The answer is Azure AI Face. This service is the correct choice because it is purpose-built for detecting and identifying human faces in images, using specialized models that go beyond general image analysis to extract detailed attributes like age estimates and emotions such as happiness or sadness. On the Microsoft Azure AI Fundamentals AI-900 exam, this question tests your ability to distinguish between Azure AI services: while Azure AI Vision offers broader image analysis, Azure AI Face is the only one that returns face rectangles and optional attribute data for age and emotion. A common trap is confusing it with Azure AI Video Indexer, which analyzes video rather than static images. To remember, think of the service name literally—Face—and associate it with the specific attributes it returns: age and emotion are the two most frequently tested.

Answer choices

Why each option matters

Answer the question above first, then reveal the full breakdown to understand why each option is right or wrong.
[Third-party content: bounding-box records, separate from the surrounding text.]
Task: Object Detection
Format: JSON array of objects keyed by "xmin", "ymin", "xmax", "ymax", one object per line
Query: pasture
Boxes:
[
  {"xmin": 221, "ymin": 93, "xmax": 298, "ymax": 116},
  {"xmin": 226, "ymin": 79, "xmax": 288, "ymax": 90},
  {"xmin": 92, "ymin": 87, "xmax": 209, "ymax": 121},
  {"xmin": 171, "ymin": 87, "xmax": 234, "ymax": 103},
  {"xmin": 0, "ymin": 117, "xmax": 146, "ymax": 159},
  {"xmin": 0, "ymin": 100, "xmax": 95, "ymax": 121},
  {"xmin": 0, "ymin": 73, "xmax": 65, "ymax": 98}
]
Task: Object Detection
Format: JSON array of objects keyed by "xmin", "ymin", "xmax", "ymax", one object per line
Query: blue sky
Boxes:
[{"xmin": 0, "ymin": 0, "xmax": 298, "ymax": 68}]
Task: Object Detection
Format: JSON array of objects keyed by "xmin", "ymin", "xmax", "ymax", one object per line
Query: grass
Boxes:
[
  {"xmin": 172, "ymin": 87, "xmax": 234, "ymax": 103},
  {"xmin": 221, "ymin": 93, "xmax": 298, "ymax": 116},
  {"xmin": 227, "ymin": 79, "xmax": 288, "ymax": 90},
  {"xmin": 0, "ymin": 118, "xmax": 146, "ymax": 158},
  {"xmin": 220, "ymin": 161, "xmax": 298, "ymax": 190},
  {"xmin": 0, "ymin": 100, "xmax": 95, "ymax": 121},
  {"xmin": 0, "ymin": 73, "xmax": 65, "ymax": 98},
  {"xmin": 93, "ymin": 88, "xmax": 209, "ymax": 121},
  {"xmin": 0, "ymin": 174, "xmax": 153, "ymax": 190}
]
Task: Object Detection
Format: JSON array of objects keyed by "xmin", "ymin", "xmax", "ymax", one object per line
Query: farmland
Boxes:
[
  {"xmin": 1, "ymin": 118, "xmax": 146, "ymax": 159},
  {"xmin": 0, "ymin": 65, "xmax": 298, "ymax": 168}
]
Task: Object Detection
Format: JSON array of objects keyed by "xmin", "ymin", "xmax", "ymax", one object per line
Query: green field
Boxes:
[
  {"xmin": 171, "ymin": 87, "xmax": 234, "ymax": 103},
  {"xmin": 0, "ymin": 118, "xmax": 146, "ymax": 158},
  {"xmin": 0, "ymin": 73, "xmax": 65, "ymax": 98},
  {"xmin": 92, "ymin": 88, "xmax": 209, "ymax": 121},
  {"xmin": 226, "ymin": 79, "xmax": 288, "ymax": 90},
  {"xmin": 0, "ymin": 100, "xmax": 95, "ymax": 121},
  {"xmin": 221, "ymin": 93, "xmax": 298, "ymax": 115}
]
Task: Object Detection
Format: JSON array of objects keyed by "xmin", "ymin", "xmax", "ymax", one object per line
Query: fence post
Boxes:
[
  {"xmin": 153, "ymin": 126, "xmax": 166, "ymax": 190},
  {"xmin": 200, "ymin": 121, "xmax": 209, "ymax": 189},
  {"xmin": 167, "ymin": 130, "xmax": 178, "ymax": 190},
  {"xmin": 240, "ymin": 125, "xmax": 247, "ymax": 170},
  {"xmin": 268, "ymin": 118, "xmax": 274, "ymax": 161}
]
Correct answer & explanation

Azure AI Face

Azure AI Face is the correct service because it is specifically designed to detect and identify human faces in images, and it can extract attributes such as age estimates, emotions (e.g., happiness, sadness), and facial landmarks. Unlike general-purpose image analysis, Azure AI Face uses specialized face detection models and returns face rectangles along with optional attribute data.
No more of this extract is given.